2. However, despite the improvements made, this research also indicated that there
were no significant differences between the repeated reading and the continuous
reading strategy (O’Connor, 2007). Continuous reading differs from repeated
reading in that continuous reading simply is reading a greater amount of text
across a given time. This conclusion is similar to the work of Allington (2001), in
that increased reading across the curriculum exhibits the most gains in overall
reading improvement. Continuous reading is a strategy that allows students to
read more text and to become exposed to much more text, therefore allowing them
ample time to read and interact with a given text. Allington (1977) argues that to
develop reading fluency, having the opportunity to read is necessary. Without the
opportunity to read, increasing reading fluency is not attainable.
3. Partner Reading - Partner reading allows small groups or an entire class to work
in pairs. Each pair reads and receives feedback from each other and/or the
teacher.
4. Neurological Impress Method (NIM) is a strategy used for students who are
struggling with fluency. According to Jennings, Caldwell, & Lerner, 2010,
“students learn by emulating a fluent reading model.” When first starting out with
this strategy, the teacher should read a little louder and faster than the student.

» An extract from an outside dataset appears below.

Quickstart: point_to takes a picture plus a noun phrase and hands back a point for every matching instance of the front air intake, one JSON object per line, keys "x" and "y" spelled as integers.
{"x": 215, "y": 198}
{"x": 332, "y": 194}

Once the student seems to be gaining their confidence and fluency is improving,
the teacher can start to read quieter and a little behind the student. If the student
seems to be having trouble, the teacher should help the student in a firm matter
5. For choral reading, the teacher and students read aloud together, following the
teacher's pace, so students get the benefit of a model while they practice reading
aloud. The teacher can stop at any time to ask questions, comment on the text,
discuss a vocabulary term, or remind the class that s/he expects everyone to be
reading. If choral reading is used with heterogeneously grouped students, it is
possible that the lowest performing students may have difficulty keeping up with
even a moderate pace. However, they can follow along, participating when they
can, and still hear the text being read accurately and with good pacing and
phrasing. Choral reading works best if the teacher directs all students—
regardless of age or ability level—to use a marker or finger to follow along in the
text as they read
6. Cloze reading is similar to choral reading, except that the teacher does most of
the oral reading while the students read along silently. Once or twice every few
sentences, the teacher omits an important vocabulary or content word, not a
simple sight word, and the students' job is to read it aloud as a class. Notice that
with cloze reading, as opposed to choral reading, students spend less time
practicing oral reading. Therefore, cloze reading is best thought of as an
alternative to round robin reading.
7. RT and reading poetry can certainly provide students with an opportunity to read
text that is enjoyable and provides a clear incentive for students to read, and re-
read, their assigned parts or poem.
9. Modify setting. Partner reading strategies can vary. For example, you can
implement partner reading with the whole class by having all student pairs read
for one minute. Or, when you are working with a small reading group, other
students can practice partner reading by taking turns reading one page at a time.
10. Adapt instructional content. Partner reading can be adapted for students who
need additional support.
12. Chunking can help students improve both their prosody and their
comprehension. Feedback is an important aspect of fluency instruction. Before
implementing instruction that involves students working together, such as
partner reading, teach students how to provide appropriate feedback to their
partners. Model the use of appropriate feedback.